Kathleen was diagnosed with lupus while serving as a nurse during Desert Storm.

Since then, her disease has worsened to the point that she says day-to-day living has become a battle.

“I couldn't even get my walker on the side of my bed to even get into my bed,” she said.

To make her home handicapped accessible, Kathleen hired a company called Ashmor LLC to widen her doors, retro-fit her kitchen and bathroom and add eight feet onto her home.
The work was paid for through a $75,000 home remodel grant from the V.A., money Kathleen now believes went to waste.
“I had to fight with them to finish the house,” she said.
Two years after construction began, Kathleen says her home is literally falling apart at the seams.
She says wall panels are falling off, her roof is cracked in half, her laminate floors are buckling and there's a gaping hole in her backyard which she says is causing her home to sink.
Kathleen's biggest fear is that the hole could one day get so bad, her home won't be safe enough to live in.

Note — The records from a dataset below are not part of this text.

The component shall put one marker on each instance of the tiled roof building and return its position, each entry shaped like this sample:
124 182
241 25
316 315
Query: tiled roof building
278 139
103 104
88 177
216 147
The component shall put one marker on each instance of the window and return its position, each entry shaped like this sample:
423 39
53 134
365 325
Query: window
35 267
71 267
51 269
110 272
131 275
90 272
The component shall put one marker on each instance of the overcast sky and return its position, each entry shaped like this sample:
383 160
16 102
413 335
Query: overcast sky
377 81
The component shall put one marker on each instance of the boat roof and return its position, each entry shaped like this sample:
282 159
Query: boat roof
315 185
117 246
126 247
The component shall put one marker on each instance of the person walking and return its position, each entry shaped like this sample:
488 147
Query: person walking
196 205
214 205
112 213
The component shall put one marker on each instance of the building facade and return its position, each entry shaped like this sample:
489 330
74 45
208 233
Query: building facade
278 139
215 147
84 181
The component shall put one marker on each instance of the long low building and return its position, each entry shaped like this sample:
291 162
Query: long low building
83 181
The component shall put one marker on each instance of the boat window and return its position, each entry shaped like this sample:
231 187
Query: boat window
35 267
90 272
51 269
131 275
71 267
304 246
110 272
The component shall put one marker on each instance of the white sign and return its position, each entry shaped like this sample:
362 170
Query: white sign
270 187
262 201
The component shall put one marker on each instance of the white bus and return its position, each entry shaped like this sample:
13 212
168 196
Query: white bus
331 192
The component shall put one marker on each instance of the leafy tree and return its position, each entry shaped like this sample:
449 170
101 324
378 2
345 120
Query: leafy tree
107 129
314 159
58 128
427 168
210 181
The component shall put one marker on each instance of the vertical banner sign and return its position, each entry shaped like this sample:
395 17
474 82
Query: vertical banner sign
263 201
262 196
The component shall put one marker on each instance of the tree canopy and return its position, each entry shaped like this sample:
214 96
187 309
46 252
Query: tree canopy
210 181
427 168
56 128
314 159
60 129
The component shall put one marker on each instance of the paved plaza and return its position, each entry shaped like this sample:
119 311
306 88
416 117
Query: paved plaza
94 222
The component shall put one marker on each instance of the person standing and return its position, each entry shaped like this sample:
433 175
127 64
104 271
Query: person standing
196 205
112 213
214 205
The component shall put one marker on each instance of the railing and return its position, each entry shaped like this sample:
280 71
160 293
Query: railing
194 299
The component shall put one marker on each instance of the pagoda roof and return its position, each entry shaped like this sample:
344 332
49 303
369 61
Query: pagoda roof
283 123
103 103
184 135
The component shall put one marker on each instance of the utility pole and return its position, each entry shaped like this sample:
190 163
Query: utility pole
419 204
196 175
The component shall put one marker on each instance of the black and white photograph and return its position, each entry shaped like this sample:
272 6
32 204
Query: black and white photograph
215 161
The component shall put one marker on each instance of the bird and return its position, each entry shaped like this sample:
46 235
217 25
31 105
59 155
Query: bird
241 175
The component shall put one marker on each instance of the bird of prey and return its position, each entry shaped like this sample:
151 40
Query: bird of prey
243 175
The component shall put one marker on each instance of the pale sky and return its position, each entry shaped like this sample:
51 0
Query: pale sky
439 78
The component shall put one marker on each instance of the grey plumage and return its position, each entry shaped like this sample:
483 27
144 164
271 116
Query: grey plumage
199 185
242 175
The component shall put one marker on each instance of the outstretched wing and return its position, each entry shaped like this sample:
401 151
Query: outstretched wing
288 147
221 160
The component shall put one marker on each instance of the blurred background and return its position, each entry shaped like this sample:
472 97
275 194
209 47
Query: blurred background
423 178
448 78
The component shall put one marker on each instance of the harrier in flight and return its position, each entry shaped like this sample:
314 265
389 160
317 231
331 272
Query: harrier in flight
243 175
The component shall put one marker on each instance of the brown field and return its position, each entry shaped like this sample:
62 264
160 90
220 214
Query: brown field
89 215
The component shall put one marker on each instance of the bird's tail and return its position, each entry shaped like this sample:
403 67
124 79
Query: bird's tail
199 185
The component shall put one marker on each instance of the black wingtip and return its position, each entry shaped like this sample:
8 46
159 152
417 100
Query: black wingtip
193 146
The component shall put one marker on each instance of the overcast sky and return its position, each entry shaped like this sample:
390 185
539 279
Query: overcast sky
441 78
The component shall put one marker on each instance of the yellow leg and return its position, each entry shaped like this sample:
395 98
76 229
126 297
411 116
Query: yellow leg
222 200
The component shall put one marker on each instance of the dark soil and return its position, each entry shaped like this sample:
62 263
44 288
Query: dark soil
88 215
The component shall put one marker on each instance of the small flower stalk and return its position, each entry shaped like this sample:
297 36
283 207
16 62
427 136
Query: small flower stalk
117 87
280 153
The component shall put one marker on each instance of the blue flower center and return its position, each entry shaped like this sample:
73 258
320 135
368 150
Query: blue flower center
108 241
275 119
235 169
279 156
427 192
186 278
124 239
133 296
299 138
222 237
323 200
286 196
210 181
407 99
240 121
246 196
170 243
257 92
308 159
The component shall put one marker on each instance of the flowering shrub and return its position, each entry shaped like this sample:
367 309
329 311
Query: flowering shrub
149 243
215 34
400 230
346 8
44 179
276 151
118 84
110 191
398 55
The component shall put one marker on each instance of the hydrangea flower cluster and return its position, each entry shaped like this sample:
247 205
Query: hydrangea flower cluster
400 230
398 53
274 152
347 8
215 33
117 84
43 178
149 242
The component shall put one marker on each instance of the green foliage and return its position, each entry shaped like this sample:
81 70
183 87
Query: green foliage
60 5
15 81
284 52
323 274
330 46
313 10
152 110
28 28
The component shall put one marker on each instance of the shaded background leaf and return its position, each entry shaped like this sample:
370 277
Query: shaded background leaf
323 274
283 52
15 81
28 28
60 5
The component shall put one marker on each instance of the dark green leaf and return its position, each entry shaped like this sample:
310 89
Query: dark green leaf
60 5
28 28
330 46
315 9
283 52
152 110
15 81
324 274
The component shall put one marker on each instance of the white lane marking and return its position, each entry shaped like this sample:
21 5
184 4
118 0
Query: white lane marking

“It’s just me, so I'm the only one that can look out for the roof over my head,” she said, holding back the tears.
Kathleen says she tried to get Ashmor to fix the problems, but they'd gone out of business, so she filed a complaint with the Arizona Registrar of Contractors.

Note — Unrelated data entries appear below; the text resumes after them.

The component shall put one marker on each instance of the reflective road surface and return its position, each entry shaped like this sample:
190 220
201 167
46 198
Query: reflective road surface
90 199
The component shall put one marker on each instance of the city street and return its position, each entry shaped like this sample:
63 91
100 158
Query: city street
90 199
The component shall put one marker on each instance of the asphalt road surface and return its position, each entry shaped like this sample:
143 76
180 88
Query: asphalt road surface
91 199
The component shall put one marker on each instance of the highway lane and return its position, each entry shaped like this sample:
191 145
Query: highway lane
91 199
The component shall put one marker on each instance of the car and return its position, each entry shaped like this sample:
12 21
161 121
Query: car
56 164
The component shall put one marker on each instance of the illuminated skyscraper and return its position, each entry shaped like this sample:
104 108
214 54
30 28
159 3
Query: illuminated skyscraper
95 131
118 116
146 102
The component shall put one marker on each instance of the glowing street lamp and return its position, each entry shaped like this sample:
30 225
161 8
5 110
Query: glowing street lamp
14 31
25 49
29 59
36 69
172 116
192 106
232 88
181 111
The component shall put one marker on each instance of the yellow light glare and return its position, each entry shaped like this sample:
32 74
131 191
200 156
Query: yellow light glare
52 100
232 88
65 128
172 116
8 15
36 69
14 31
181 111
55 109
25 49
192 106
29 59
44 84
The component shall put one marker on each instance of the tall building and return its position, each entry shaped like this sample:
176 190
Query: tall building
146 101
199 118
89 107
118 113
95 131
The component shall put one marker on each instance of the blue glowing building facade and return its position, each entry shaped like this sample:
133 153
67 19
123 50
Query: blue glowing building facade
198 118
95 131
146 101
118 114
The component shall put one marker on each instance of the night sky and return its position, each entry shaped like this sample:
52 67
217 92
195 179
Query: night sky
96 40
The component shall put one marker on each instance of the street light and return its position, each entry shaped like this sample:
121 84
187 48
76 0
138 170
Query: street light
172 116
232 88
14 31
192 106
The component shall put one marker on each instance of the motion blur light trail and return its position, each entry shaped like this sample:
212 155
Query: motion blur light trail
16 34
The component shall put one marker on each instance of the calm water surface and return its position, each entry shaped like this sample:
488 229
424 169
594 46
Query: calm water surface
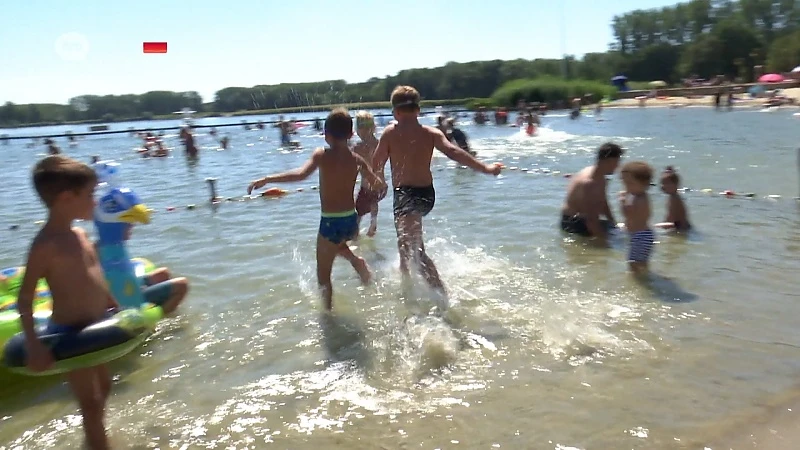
549 345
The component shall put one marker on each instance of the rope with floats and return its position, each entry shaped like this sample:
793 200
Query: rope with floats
274 193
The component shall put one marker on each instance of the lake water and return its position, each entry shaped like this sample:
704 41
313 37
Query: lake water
548 345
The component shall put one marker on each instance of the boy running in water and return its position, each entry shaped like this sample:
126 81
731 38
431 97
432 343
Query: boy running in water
677 216
636 177
66 259
408 146
366 200
338 169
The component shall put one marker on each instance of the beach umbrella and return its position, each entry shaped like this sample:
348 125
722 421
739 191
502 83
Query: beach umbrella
771 78
755 91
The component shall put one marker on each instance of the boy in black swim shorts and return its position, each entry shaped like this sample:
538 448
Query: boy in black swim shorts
338 170
408 146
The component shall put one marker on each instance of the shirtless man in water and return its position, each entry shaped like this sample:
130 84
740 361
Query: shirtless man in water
586 197
188 141
408 146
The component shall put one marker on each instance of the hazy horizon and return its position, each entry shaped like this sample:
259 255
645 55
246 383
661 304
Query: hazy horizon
95 48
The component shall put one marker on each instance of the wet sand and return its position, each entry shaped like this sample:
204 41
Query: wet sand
774 426
743 100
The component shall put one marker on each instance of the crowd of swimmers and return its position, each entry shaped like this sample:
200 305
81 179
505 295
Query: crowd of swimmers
586 211
65 258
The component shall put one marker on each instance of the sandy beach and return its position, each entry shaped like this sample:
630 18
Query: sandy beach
742 100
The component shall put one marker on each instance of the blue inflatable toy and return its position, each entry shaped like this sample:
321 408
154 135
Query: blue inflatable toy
117 210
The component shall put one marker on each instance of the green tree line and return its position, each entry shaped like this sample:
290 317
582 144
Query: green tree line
703 38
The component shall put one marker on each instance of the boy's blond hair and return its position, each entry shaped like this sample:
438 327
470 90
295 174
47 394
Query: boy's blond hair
365 119
339 124
405 98
56 174
639 171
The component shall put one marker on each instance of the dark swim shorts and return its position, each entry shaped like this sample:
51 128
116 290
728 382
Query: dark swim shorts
55 328
413 200
339 227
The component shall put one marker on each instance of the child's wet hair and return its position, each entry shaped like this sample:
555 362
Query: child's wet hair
639 171
609 150
56 174
671 176
339 124
364 119
405 99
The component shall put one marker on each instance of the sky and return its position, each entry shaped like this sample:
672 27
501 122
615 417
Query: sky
53 50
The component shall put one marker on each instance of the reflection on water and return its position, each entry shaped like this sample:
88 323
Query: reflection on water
548 342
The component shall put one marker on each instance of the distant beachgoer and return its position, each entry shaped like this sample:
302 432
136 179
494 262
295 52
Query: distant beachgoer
456 136
480 116
635 203
576 108
677 216
188 142
52 147
586 197
286 129
338 169
367 199
408 146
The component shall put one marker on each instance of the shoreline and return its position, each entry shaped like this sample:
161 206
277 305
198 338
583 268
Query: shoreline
771 425
663 102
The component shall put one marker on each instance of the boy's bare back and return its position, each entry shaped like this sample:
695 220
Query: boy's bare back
338 170
410 153
636 209
72 270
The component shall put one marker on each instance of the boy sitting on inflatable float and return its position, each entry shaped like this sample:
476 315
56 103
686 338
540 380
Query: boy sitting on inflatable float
67 260
85 325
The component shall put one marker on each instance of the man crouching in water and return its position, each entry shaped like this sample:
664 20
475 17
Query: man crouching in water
586 197
408 146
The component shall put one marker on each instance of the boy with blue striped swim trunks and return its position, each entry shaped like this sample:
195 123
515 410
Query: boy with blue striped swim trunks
338 170
636 176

“The Registrar of Contractors said the contractor was at fault for everything within this house,” Kathleen said.
A judge ruled owner David Menke's license be revoked.
3 On Your Side tried to catch up with Menke at a Casa Grande home, but no one came to the door.

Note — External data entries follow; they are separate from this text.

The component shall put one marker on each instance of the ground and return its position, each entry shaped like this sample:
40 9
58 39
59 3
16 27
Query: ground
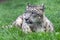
11 9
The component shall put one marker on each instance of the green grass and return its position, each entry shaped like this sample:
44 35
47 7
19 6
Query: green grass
11 9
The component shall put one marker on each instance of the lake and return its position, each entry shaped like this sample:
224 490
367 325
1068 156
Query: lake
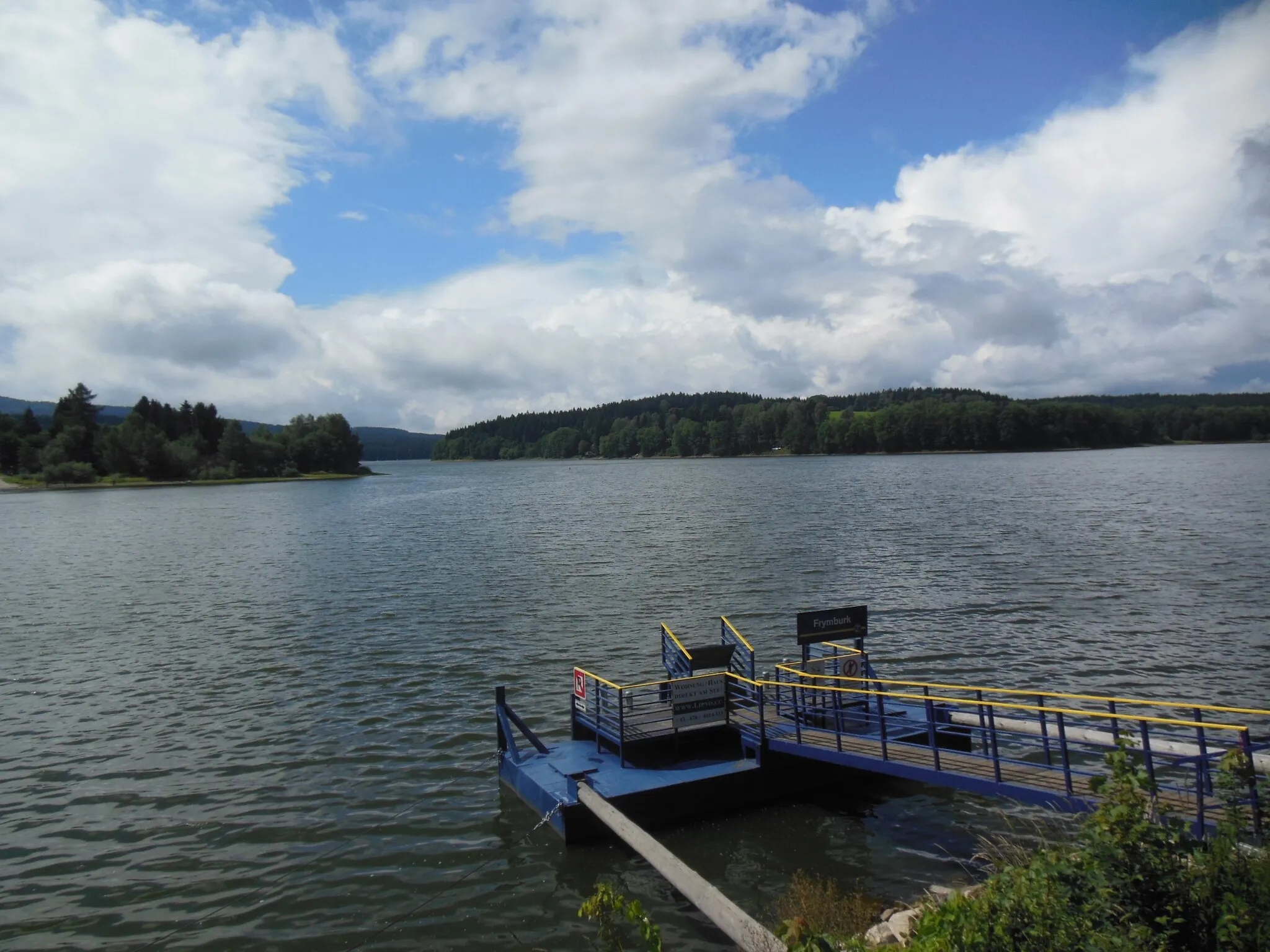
265 714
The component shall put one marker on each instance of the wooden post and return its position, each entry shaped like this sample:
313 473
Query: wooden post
734 922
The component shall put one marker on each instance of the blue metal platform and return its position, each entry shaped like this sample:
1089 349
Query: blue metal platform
696 741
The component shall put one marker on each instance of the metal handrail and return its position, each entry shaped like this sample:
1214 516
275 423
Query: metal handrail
992 703
742 638
791 668
680 644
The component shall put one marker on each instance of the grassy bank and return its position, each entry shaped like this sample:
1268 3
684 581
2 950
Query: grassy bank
1132 880
32 483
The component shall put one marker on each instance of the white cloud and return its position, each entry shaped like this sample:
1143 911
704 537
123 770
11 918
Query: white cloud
1118 247
136 163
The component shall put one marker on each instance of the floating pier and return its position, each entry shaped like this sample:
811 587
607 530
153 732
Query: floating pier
708 736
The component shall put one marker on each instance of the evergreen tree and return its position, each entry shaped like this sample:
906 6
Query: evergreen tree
29 426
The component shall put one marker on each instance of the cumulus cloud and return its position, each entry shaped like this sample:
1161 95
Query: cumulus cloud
136 163
1116 247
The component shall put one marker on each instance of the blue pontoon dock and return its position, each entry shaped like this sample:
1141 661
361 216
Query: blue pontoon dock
714 734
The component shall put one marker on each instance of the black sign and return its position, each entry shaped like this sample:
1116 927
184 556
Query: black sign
710 656
851 622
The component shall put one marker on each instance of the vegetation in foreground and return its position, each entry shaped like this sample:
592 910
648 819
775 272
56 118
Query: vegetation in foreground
1134 881
161 443
893 420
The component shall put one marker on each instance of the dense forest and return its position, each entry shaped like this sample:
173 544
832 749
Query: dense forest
391 443
159 442
892 420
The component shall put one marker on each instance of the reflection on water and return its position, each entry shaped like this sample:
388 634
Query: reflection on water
221 696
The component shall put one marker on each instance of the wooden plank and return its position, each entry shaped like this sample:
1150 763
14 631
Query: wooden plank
737 924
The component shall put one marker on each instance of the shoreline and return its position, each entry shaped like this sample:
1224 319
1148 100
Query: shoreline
871 452
9 484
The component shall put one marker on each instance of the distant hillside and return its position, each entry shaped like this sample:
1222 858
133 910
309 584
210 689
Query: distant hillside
389 443
107 415
889 420
1135 402
378 442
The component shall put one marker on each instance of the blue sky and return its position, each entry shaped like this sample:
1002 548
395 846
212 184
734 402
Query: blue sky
425 213
935 76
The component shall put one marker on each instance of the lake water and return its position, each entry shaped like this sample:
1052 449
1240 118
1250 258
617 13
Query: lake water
215 702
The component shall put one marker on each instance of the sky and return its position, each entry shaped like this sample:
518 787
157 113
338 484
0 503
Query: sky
429 214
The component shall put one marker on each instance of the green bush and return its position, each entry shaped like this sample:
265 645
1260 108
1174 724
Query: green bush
69 472
1135 880
616 915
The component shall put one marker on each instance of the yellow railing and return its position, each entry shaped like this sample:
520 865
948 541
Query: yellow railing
1021 692
1011 706
962 702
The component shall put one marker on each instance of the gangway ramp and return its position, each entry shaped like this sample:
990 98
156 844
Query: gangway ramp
1037 747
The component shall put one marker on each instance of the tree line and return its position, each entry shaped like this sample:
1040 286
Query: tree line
911 419
159 442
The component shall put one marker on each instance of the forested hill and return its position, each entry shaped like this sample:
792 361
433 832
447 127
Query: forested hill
890 420
159 442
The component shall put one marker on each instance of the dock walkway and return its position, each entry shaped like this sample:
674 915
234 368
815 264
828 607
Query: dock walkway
1037 747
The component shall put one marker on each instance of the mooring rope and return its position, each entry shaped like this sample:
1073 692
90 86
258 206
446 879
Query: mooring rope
332 851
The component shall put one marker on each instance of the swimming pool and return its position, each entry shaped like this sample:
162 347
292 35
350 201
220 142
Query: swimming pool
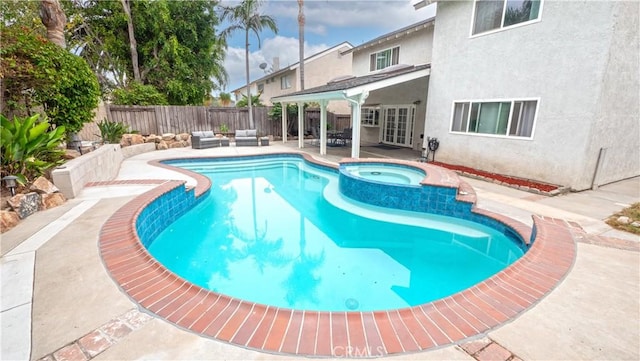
470 313
385 173
277 231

3 On Your Side left a business card, tried calling him and even went to his attorney's office in Phoenix but so far, haven't heard from anyone.
State records show Menke is appealing the court's recommendation to revoke his contractor's license, but until that gets settled, Kathleen Brown says she's stuck in the middle.
“Sometime I sit and cry because it upsets me that I have to live this way I don't have a choice,” she said.